This site requires Javascript to be turned on. Please enable Javascript and reload the page.

The Computational Literary Studies Debate: Thoughts from the Fall 2019 Class, Writing in Digital Humanities

Computational Literary Studies: The New Frontier of Literature Research

Computational literary studies (CLS) was introduced in the late 1900s with manual counting of words, a process that was soon automated by computers. Computers have continued to become more and more common across literary studies, and this has provoked both fierce support and opposition. Many of those who oppose CLS believe that it is undermining the close reading that humans can perform. They note that CLS is taking limited funding, thereby reducing the number of close reading studies being done, and point out that many of the conclusions the studies produce are still statistically unreliable. Those who support CLS believe that it will soon enable faster readings of more material, with programs allowing humans to direct where the computer will look and what it will look for.

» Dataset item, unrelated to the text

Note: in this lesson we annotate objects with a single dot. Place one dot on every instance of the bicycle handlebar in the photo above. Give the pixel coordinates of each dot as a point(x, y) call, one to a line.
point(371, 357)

Two notable papers will be evaluated in order to compare the two arguments: Nan Da’s article arguing that CLS is ineffective and Jonas Kuhn’s article arguing that CLS still has a great deal of potential. This paper will build the conclusion that putting funds into CLS now, even though it may not immediately seem to be valuable, will enable it to quickly become a tool which literary scholars can use to improve research time and efficiency in the future.

Da’s article “The Computational Case against Computational Literary Studies” argues that CLS cannot and do not produce statistically sound conclusions because the programs cannot accurately interpret writing in context. A study by Matthew Jockers and Gabi Kirilloff linking verbs to pronouns had a success rate of around 81 percent, a percentage Da brings up and notes disparagingly is only a “30 percent improvement over pure chance” (608). Da goes on to claim that “there is a fundamental mismatch between the statistical tools that are used [for CLS] and the objects to which they are applied” (Da 601). The statistical tools which she expects to be used are quite rigorous, despite the inherent subjectivity of the subject even with close reading. Da notes the evidence required to prove correlation in statistics, then points out that the success rate of CLS is often far below this (608). In the quote about the fundamental mismatch cited above, Da is essentially saying that CLS is incapable of producing statistically valuable information, and anything less than statistically valuable is of no use. The paper concludes that the use of computers to study literature is neither successful nor efficient, and that manual analysis is still the best option. CLS, it is suggested, do not have much, if any, use in literary studies and financial support for CLS should be withdrawn.

Literary critics ... tend to look to DH to help them
account for literary objects that they feel are exponentially increasing. . . .
Looking for, obtaining copyrights to, scraping, and drastically paring down
“the great unread” into statistically manageable bundles, and testing the
power of the model with alternative scenarios, takes nearly as much, if not
far more, time and arbitrariness (and with much higher chance of
meaninglessness and error) than actually reading them. (Da 638)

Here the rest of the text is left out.